As can be seen by the below two graphs (Figures 4 and 5), increasing the number of boids simulated results in a larger runtime.
This is because the more boids that are needed to be simulated, the more of the hardware is being used, and the
more threads are needed to handle these boids.

As expected, the grid-based approach **significantly** increased performance as well as the rate of loss in performance
caused a rise in the number of boids. This is because only a subset of the overall simulation space is checked per boid
which makes simulating boids with very few nearby boids very fast to compute, but also helps with boids with lots
of neighbors too.

Also as expected, the coherent grid-based simulation was faster than the original uniform grid-based simulation,
achieving at points double the fps and always faster to at least some degree than the normal uniform version.
This effect can be seen in Figures 4 and 5 below.
This is what I had hoped to achieve with this optimization. This optimization helped improve memory locality efficiency,
particularly in iterating through all the boids in a certain grid cell and retrieving their position and velocity data.

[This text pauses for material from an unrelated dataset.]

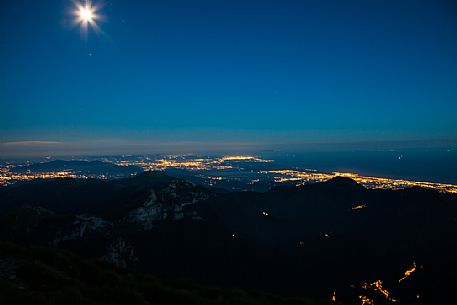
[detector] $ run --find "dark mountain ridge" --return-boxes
[0,172,457,304]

![](images/figures/boids_vs_fps.png)
*Figure 4: Effect of number of boids on average FPS (with visualization disabled)*

![](images/figures/boids_vs_fps_with_vis.png)
*Figure 5: Effect of number of boids on average FPS (with visualization enabled)*

Below is a graph measuring the impact of various block sizes, i.e. the number of threads allocated to each block.
As shown, the runtime of the grid-based simulation stays relatively constant at levels greater than 256, where it peaks.
The reason it is mostly constant is because so many boids are being simulated with respect to the block size,
that most values for block size allocate these threads at roughly the same efficiency.
Block size values less than this result in penalties in performance.
Note that all block sizes measured are multiples of 32. GPU threads are grouped into collections of 32 threads
called a warp that can execute simultaneously. If a block size is not a factor of 32, this will result in some warps not being
filled up to their optimal containmen, and will cause slowdown.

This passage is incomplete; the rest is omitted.